Rotigotine monotherapy (12 weeks at the optimal doses) increased DAT binding significantly at 17% in the putamen and 13% in the caudate nucleus in de novo patients with HY stage 1-2 (32).

Long-term adjunctive therapy of ZNS (1-1.2 years) inhibited decline of striatal DAT binding significantly in levodopa-treated patients compared to patients without ZNS treatment (33).

There are limited data on the sensitivity of DAT binding to longitudinal change. The decline rates of DAT binding become small gradually from the early stage to the advanced stage in PD patients. The first comparative study between DAT imaging and nigral pathology was reported in patients with dopaminergic neurodegeneration, including PD, DLB, MSA, CBD, and atypical parkinsonism. The mean interval from DAT imaging to death was 29.3 months. The number of dopamine neurons was highly correlated with DAT binding (6). Recently another postmortem study has demonstrated no association between DAT binding and dopamine neuron counting in the substantia nigra in PD patients. However, the study limitation included the mean time interval (SD) between [123I]FP-CIT SPECT and death of 5.2 (2.7) years (7), and did not reveal total number of nigral cells. No relationship has been reported between DAT imaging and neuromelanin imaging on 7-tesla MRI.

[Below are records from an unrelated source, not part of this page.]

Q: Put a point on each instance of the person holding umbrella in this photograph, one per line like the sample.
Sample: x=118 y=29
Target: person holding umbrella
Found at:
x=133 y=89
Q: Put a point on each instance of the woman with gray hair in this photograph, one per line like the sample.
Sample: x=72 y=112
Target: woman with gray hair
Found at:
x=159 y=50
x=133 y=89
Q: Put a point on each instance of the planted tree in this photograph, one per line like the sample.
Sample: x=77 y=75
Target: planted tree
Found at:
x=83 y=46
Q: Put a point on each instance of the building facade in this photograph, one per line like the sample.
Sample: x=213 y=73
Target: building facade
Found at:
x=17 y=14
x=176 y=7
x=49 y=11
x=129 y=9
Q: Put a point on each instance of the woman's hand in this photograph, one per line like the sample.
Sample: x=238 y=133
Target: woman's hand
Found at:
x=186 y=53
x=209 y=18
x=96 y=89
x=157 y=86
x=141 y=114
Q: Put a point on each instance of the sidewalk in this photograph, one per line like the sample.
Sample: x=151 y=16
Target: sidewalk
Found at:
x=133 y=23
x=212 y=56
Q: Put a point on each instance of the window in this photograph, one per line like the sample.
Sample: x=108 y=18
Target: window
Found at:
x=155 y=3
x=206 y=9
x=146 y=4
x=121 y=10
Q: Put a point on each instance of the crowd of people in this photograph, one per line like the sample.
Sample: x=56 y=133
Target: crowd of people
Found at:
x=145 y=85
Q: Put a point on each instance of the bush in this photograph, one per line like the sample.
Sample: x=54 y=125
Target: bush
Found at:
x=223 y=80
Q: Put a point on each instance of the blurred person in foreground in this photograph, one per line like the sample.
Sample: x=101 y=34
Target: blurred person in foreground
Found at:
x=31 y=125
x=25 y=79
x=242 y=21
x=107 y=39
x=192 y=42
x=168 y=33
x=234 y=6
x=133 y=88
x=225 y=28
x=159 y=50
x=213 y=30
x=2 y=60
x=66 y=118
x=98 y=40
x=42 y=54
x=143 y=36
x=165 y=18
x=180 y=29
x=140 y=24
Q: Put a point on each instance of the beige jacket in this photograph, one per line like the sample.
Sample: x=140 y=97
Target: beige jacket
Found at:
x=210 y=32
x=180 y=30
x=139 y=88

DAT imaging could not reflect nigral neurodegeneration adequately in some PD patients. DAT imaging is limited for its applicability to PD clinical trials. This imaging should be used to assess presynaptic dysfunction or axonal denervation in the nigrostriatal system. Further novel and non-invasive biomarkers for degeneration of nigral dopamine neurons are needed to evaluate the neurodegenerative progression and therapeutic neuroprotection in PD patients.

The authors state that they have no Conflict of Interest (COI).